At this point in the process, we have a data Library, a web application and file store that holds a lot of data containers. Most of the steps of the process involve putting standardized data containers into the library, taking them out, or both.

The next step is to make that data available to users. Some of these users are:

  • Statisticians and Data Scientists.  These highly-technical users can use programming languages that can access the Library directly, downloading containers and loading them into their data analysis applications.
  • Website Developers. For website developers who prefer to work with standard relational databases, containers can be “installed” into a database. Using dedicated software, the developer can list the containers that should be loaded into a database, and the data management software will keep the database up to date.
  • Casual Analysts. Casual analysts prefer to work with Excel, so their data needs to be accessible as Excel format or CSV. These users will prefer to work with a data repository, such as Data.gov, where they can download files. Fortunately, just as containers can be installed to a database, they can also be installed to a data repository.

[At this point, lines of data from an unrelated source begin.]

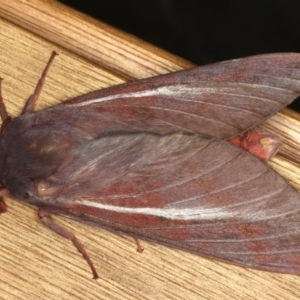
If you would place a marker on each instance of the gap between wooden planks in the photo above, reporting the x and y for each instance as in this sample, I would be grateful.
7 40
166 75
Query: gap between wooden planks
37 264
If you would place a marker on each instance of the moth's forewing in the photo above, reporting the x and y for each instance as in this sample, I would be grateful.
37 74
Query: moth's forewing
218 100
201 195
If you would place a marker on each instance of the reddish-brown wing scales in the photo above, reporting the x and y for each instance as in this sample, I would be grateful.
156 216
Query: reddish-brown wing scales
144 159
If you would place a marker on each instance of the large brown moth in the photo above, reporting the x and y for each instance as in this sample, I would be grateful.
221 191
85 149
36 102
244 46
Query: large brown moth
150 159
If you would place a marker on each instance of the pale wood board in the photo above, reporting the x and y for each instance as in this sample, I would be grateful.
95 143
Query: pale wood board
37 264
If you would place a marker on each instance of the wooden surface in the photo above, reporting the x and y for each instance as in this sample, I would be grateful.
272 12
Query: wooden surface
37 264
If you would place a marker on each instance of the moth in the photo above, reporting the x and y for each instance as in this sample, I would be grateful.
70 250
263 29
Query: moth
151 159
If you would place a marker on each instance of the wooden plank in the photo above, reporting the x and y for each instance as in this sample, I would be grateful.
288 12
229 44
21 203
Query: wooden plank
37 264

After the analysis is done, there are many ways to get the data analysis to the Reporting phase. At the San Diego Data Library, we use software for analysis notebooks, which allows analysts to write documents that combine text and data analysis, such as this notebook on San Diego crime patterns. The data analysts can work with the  Policy Analysts to create these notebooks to present the analysis and visualizations that the Policy Analyst will write about.

So, to summarize the Process:

  • Get the URL for the data.
  • Take the data from the URL, put it into a container.  Put the container in the Library
  • Get a container, alter the data into another container, and put the container into the Library.
  • Take containers from the Library, and store the data into files, websites and databases.
  • Final users use data from the Library, files, websites or databases.

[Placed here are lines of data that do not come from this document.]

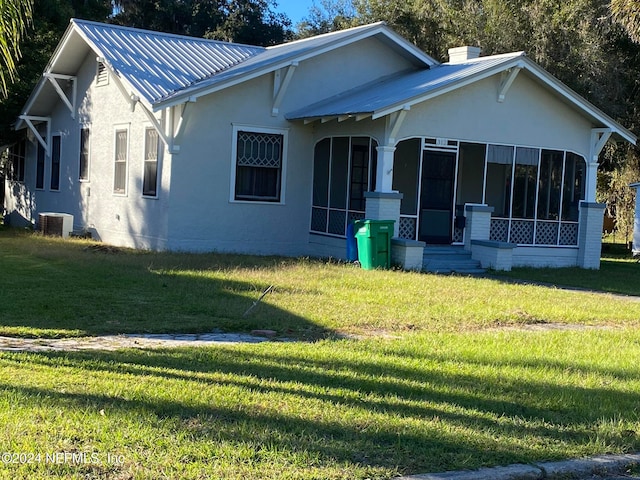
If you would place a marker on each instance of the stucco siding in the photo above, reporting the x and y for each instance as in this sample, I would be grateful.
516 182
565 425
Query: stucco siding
203 216
529 116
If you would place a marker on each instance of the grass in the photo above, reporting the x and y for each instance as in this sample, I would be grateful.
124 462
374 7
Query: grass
406 373
619 273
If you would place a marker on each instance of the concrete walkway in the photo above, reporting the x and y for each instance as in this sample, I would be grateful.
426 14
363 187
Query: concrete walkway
604 467
115 342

Now we’ve illustrated the entire process, but within a single organization. What about Mass Distribution? Mass distribution is invisible to most data users, since the process already has several places that data containers can be shared.

  • Containers are created with short programs, and these programs can be stored on code sharing sites like GitHub, where other Data Wranglers can download the program and re-create the containers, or modify them to create variants.
  • After the containers are installed in the Library, access to the library can be shared across organizations, or with the public.
  • Containers can be installed to databases and data repository, both of which can be shared.

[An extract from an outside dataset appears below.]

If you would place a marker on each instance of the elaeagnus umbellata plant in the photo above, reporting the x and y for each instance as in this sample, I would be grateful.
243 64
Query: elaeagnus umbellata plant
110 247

Mass Distribution is a natural result of having standard containers, created by programs,  that can be installed and downloaded, and the result is that where previously, with the craft process, cleaning data or combining it with other datasets served one organization, in the industrial process it can serve hundreds. The result of that mass distribution is amortizing costs for data work across more users, resulting in significant reductions in cost, even while making more data available and easier to get.

So far, we’ve motivated the solution, laid out a process, but have talked about only one part of the technology, the Sqlite files. In Part 3, we’ll introduce Ambry, the software that creates these files and manages the process of using them.